Charterhouse Street, EC1

The Murder Bag, Chapter 16

There was a sign at Fred’s, and as the gym emptied near closing time I stood up looking at it. It was placed between a posed black and white photograph of Sonny Liston and a picture of a dozen Cuban kids sparring in a ring with ropes like snapped elastic.


It was a good message, and there had been times when I’d believed in it, and it had helped me. But not today. Today I did not feel that the thick burning knot of pain in my lower back was just weakness leaving the body.

Today pain was just pain.

Fred walked in. He went over to the music system and fiddled about with it until he found some early Clash. The gym was filled with the crashing guitar chords of Mick Jones and Joe Strummer’s machine-gun bark. Fred picked up a towel that somebody had dropped on the floor and went off to put it in the laundry. When he came back I was leaning against the ropes and staring at the square we call a ring.

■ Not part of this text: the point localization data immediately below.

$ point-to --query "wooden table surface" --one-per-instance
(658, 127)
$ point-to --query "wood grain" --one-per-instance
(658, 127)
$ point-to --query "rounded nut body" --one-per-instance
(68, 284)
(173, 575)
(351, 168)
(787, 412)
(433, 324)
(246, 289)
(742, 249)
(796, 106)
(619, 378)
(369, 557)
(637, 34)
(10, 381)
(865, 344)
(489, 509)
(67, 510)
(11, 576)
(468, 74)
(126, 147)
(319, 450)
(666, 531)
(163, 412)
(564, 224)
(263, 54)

My back was stiff with pain, and I reflected on the fact that the things that hurt me the most were a source of entertainment for others.

Fred and I leaned on the ropes, the sweet stink of a boxing gym all around us, The Clash at full volume, and the silence between us was not awkward.

And then he spoke.

“It’s not about how hard you can hit,” he said. “It’s about how hard you get hit and then keep going – for just long enough to hit the bastards back.”